Even as the realty sector is struggling to improve its volumes, Bengaluru-based developer Sobha has been able to post record sales in the March quarter. The firm achieved highest ever new sales of over a million square feet for the second consecutive quarter enabling it to reach four million square feet in FY19.
Three quarters of the volumes were accounted for by the Bengaluru market. New launches and improving demand in key pockets helped the company achieve the sales growth. Volume growth at a time of slowing overall sales should help the company gain share. “Considering that liquidity issues have made overall conditions weak for the industry, record high sales for Sobha and good new launches position it well to gain market share going forward,” says Abhinav Sinha of CLSA. Given the gross sales value of Rs 3,122 crore, the company is expected to be the third largest listed developer by residential sales in FY19.

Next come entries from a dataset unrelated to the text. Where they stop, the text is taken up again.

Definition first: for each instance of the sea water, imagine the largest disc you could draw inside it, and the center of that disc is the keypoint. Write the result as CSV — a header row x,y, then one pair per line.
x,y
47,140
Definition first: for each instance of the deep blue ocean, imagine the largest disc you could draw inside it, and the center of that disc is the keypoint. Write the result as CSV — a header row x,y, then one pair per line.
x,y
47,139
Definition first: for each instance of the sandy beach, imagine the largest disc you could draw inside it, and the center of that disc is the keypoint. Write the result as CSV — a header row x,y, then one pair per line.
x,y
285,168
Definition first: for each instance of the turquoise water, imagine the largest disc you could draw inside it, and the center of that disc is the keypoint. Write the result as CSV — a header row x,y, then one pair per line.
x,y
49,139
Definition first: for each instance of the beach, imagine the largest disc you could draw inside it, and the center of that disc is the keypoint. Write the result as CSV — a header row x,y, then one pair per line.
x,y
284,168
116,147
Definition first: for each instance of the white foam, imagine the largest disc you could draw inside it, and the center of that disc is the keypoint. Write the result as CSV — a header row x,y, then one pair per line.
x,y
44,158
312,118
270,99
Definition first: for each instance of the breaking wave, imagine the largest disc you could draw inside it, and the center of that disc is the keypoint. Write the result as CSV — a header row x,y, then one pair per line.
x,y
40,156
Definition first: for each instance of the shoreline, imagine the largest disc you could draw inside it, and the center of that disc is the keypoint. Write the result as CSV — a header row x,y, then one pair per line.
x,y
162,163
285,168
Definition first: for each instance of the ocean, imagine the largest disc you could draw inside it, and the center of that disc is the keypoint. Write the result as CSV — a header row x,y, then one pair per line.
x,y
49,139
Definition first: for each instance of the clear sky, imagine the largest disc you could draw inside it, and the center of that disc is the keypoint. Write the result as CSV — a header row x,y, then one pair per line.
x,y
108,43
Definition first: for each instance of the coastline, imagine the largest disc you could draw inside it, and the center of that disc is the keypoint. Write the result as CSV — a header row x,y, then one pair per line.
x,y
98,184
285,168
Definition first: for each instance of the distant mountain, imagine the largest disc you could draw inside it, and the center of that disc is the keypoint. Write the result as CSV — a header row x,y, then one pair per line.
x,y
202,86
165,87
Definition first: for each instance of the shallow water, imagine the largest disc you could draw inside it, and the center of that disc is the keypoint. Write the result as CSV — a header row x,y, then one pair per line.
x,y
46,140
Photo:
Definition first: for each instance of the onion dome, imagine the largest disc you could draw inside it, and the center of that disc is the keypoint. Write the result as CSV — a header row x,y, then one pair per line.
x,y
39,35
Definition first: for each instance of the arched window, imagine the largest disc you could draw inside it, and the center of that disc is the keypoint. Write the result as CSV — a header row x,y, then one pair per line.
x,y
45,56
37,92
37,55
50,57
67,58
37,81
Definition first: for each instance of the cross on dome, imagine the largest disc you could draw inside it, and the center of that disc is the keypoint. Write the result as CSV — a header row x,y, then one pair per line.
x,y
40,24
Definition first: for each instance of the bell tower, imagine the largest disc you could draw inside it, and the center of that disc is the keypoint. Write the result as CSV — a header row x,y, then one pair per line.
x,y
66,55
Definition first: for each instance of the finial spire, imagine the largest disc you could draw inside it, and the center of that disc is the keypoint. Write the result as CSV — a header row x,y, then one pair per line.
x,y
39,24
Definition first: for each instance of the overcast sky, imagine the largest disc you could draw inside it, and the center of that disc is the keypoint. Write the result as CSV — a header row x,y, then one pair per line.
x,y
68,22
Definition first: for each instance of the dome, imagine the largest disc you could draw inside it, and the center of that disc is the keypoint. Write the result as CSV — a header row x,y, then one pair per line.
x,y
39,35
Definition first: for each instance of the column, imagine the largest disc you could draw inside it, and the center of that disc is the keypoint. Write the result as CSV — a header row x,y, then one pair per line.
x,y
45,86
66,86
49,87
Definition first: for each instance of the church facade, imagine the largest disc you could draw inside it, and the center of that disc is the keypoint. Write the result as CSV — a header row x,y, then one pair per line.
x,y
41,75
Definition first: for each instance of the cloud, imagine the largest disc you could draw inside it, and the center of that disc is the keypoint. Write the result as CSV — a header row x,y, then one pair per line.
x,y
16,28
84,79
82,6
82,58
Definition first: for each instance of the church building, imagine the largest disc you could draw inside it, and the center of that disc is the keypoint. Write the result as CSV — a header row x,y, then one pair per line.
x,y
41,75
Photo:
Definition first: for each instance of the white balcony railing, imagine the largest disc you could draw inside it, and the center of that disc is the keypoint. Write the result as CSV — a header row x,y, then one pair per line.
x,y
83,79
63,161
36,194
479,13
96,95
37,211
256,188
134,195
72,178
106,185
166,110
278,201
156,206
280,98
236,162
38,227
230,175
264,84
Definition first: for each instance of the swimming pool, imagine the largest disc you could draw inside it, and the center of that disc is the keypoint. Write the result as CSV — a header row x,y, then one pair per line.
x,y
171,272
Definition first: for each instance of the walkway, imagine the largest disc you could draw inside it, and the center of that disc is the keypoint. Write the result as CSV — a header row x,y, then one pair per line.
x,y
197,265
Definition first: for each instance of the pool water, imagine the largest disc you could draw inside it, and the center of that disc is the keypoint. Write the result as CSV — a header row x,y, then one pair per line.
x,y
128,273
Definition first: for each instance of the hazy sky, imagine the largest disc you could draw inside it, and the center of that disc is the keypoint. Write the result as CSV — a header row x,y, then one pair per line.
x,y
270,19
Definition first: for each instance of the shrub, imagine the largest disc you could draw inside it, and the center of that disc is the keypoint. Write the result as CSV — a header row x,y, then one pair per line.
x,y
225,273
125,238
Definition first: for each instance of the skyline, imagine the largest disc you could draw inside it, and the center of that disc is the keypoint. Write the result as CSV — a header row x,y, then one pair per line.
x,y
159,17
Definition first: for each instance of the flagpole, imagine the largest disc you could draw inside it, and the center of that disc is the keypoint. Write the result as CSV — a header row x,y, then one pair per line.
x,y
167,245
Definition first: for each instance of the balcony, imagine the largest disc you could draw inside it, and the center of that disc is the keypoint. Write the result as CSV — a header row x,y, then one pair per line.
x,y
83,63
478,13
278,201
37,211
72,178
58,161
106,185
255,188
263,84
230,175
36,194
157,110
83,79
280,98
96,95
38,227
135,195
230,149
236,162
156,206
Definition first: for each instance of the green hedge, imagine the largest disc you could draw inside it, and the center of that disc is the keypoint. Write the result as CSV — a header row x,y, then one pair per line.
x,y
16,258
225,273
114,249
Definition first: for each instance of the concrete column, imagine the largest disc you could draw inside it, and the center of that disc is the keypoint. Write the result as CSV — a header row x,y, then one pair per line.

Going ahead, the company has indicated that growth momentum of the March quarter and FY19 will continue on to FY20. It has lined up launches amounting to 7-8 million square feet over the next one year and this should ensure robust pace of growth. Analysts at Elara Capital believe that the company will have to scale up its launches in non-Bengaluru markets if it has to maintain sales of Rs 600-Rs 650 crore per quarter going ahead.
While the recent performance has been good and the company was able to post a 5 per cent improvement in realisation in the March quarter, uptick in demand is critical for pricing improvement especially in markets such as Gurgaon. In addition to this, a key trigger for the stock would be the execution of land parcels such as the one in Hoskote, Karnataka. Other monitorables, according to Abhishek Anand of JM Financial are the company’s commercial segment foray and improvement in demand. The stock is currently trading below its one-year forward average price-to-earnings multiples and could fetch good returns in the medium term.